|Barclay Lake reflections|
Phenomenal. This was the name of the Alpine Trails Book Club read for the month of May, and is also a fitting word to describe the view from the shores of Barclay Lake on the chilly, rain-soaked Sunday morning when our book club met for our monthly hike.
After following Highway 2 east with the familiar peaks of the Cascade Mountains looming before us, my sister and I turned onto a narrow gravel Forest Service road rutted with crater-like potholes that would challenge the ground clearance of any vehicle smaller than a pickup truck. With blind corners and stretches of road narrow enough for only one vehicle, it was a bit of a white-knuckle drive uphill to the trailhead. A word of advice: go slow. While my sister and I grew up on a gravel road and are pros at dodging potholes while traveling forty miles per hour, this road requires a bit more caution!
There were a few cars in the small parking area when we arrived at the trailhead and met up with our group. A steady drizzle falling from low gray skies quickly drove us into the drier, but still drippy, refuge of the forest as we set out on the trail.
The drizzle quickly strengthened to rain, and we found ourselves walking through a dark forest that was gleaming wet and green everywhere, save for a brief stand of hemlock so dense that very little sunlight found its way to the forest floor, which was a result was bereft of any verdant vegetation. A large western red cedar stump hinted at the big trees that once held court here. This is clearly a second growth forest, and of course, we're hiking in an area with a long history of logging.
We crossed a rustic log bridge over a wide, clear creek, pausing to watch the water rushing and tumbling below. It still rained. We hiked uphill, through the forest, past innumerable blowdown trees, and across a few rocky slopes, hoods still pulled tightly over our heads.
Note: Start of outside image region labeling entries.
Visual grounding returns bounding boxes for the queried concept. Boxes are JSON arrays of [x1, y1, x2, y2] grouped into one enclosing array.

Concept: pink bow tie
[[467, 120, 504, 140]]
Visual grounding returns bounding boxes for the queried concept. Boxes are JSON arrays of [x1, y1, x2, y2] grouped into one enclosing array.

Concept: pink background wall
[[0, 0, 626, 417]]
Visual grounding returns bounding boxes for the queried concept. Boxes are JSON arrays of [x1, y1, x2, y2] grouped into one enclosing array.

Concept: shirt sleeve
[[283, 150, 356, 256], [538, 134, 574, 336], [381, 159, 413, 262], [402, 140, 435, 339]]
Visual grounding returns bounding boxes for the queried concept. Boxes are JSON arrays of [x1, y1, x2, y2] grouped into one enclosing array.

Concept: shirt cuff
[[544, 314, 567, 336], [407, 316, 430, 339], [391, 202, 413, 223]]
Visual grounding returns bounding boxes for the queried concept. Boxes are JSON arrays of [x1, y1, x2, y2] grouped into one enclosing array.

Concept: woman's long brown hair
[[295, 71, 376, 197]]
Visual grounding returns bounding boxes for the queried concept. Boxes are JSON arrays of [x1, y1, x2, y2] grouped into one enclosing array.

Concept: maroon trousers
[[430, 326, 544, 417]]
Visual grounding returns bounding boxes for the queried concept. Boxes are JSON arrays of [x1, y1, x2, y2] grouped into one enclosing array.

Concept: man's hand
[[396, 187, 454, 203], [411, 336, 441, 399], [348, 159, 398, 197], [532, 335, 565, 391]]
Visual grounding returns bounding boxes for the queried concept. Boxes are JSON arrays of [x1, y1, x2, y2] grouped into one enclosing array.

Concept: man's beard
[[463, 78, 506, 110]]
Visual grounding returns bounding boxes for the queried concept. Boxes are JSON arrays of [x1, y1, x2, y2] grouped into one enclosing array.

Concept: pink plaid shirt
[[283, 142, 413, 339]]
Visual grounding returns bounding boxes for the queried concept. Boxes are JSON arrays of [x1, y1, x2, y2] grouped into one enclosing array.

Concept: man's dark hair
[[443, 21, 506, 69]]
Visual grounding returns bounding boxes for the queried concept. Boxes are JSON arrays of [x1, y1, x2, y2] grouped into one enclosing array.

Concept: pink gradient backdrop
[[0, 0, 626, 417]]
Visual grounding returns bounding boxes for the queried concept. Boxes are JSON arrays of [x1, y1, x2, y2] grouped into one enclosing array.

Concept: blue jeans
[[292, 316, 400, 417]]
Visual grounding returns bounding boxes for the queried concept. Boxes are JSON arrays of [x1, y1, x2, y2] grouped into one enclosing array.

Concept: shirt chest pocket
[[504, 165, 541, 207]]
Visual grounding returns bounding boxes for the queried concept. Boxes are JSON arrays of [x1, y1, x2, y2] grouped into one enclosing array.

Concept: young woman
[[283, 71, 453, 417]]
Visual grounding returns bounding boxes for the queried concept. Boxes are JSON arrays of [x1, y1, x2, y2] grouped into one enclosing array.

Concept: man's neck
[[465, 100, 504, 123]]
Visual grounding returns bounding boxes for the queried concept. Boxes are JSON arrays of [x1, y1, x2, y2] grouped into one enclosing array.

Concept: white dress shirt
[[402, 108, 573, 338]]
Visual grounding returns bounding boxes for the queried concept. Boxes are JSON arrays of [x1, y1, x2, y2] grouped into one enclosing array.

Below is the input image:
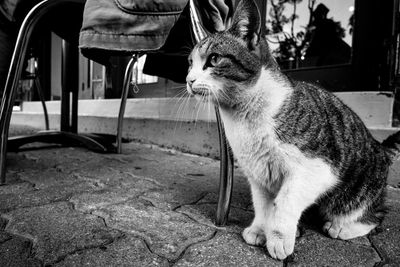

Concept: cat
[[186, 0, 400, 260]]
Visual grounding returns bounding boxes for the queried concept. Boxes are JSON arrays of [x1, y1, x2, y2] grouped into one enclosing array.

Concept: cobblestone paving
[[0, 143, 400, 266]]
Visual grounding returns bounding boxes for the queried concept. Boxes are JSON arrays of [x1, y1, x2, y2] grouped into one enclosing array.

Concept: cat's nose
[[186, 77, 196, 87]]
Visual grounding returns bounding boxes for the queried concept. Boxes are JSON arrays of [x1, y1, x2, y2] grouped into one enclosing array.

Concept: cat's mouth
[[192, 87, 210, 96]]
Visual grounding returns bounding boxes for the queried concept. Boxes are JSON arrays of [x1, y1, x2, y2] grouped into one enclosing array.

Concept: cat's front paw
[[242, 225, 265, 246], [266, 230, 296, 260]]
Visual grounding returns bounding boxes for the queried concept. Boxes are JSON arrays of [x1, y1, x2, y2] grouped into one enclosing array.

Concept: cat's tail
[[382, 131, 400, 161]]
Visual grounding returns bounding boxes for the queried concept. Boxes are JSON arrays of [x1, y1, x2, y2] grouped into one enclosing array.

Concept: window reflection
[[267, 0, 354, 69]]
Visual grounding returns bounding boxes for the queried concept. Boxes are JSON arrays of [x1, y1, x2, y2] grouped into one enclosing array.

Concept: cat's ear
[[228, 0, 261, 50]]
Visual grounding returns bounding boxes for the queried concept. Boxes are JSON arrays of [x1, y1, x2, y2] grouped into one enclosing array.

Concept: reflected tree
[[266, 0, 347, 69]]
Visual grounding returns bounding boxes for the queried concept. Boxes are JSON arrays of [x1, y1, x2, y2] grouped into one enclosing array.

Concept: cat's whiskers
[[173, 86, 190, 135]]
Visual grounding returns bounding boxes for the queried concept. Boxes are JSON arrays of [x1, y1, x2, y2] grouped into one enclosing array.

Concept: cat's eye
[[204, 54, 222, 68]]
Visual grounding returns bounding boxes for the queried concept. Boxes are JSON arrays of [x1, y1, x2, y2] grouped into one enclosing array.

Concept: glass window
[[266, 0, 354, 69]]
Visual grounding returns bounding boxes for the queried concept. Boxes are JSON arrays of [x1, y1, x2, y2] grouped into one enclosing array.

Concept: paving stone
[[0, 182, 33, 195], [141, 185, 207, 210], [177, 204, 254, 232], [0, 231, 12, 243], [5, 202, 121, 264], [93, 199, 215, 260], [70, 177, 161, 213], [174, 231, 283, 267], [0, 217, 8, 230], [0, 182, 94, 212], [0, 235, 41, 267], [54, 236, 169, 267], [288, 230, 381, 266], [370, 189, 400, 266]]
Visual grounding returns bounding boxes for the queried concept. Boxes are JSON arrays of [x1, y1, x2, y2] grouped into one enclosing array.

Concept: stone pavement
[[0, 138, 400, 267]]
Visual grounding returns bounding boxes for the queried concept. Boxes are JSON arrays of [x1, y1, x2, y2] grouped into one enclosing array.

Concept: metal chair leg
[[116, 55, 137, 154], [35, 77, 50, 130], [215, 107, 234, 226], [0, 0, 84, 184]]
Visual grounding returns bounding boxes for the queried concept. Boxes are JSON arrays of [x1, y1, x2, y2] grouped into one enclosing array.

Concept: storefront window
[[266, 0, 355, 69]]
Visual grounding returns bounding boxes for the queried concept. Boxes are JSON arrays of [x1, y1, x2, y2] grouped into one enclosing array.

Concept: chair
[[0, 0, 233, 226]]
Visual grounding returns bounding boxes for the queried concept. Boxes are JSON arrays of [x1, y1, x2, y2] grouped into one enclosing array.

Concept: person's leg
[[0, 23, 16, 96]]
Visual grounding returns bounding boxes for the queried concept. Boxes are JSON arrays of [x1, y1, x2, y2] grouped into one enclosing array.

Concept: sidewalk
[[0, 127, 400, 267]]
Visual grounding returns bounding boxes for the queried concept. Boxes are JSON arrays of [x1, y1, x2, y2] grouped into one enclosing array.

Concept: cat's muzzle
[[190, 86, 210, 96]]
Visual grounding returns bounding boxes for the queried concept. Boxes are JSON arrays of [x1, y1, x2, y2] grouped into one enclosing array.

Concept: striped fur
[[187, 0, 400, 259]]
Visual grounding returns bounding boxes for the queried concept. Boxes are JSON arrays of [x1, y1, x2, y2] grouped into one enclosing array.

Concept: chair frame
[[0, 0, 234, 226]]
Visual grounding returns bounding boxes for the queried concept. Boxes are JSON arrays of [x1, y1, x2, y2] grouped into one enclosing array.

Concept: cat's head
[[186, 0, 276, 109]]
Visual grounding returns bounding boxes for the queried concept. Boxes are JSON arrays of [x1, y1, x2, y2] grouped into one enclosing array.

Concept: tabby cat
[[186, 0, 400, 259]]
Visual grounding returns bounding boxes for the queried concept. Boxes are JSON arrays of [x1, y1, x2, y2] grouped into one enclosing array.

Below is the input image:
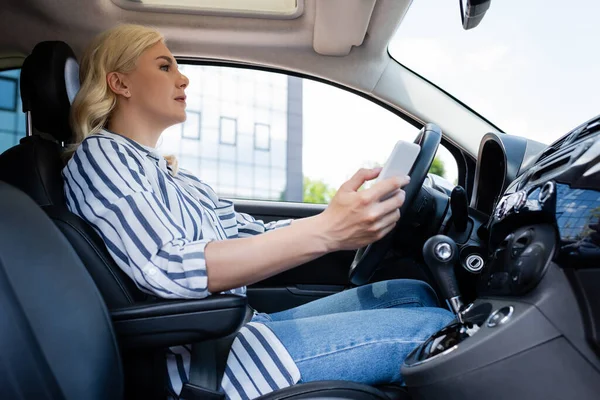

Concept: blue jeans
[[253, 279, 453, 385]]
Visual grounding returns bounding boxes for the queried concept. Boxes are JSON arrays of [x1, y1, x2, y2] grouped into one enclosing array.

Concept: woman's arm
[[205, 169, 408, 293]]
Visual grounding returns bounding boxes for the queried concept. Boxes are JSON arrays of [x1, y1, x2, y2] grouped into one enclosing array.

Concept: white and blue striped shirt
[[63, 130, 300, 399]]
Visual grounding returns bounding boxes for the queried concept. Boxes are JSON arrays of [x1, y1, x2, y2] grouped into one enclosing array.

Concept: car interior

The lake materialized into view as the trees thinned out, its shores empty for the time being, its surface rippled and blurred by the persistent rain. Towering over the lake's opposite shore was formidable Baring Mountain, swathed in misty clouds and still bearing a few patches of white snow, although the meltwater tumbling down its rocky slopes suggested those bits of snow might not last much longer.
The view was phenomenal, and I found myself musing whether the word "phenomenal" encompasses places (such as this one) in addition to the events we'd read about in the book (like the aurora, great migration, and bioluminescent waters). As I considered that each of these events was tied to a particular place on earth, I concluded that yes, a place can be considered phenomenal - if not for the events that occur there, then at least for the feeling it gives you to be in the presence of such a place. Lake, mountain, low trailing clouds and dripping green forest evoked a sense of wonder and tranquility, the feeling of being very small but yet belonging to this place. Yes. Phenomenal.
After dubiously evaluating our options, the group finally settled into the relatively dry (or at least slightly less drippy) shelter beneath some large hemlock trees to eat lunch and discuss the book we'd read. After awhile, we started to feel chilled and decided to head back down the trail to get some blood and warmth flowing through our bodies. Luckily, the rain had abated and allowed us the opportunity to more fully appreciate the lake views, and to snap some photos without worrying about drowning our cameras!
|Barclay Lake, post-rain|
There were some flowers blooming along the trail, most notably the tiny bunchberry. I also spied some blooming vanilla leaf and one lone trillium blossom still holding out, while its breathren throughout the forest had long been naught but headless trios of green leaves.
With the good company, mystical scenery, fresh air, and reprieve from the rain, the hike back down the trail went by all too quickly. Well-wishes, farewells, and see-you-next times were exchanged as we headed back to our cars, shedding rain gear and preparing for another bumpy and careful drive back down the winding road.
If you go: Be sure to bring your Northwest Forest Pass, or purchase and print one out online to take with you. There are reports that the rangers patrol this trailhead frequently and hand out tickets to cars without passes! And as mentioned... be cautious when driving up the forest service road and look out for oncoming cars, especially around those blind corners. With only 500 feet of elevation gain, this is a relatively easy and family-friendly hike, with a beautiful destination.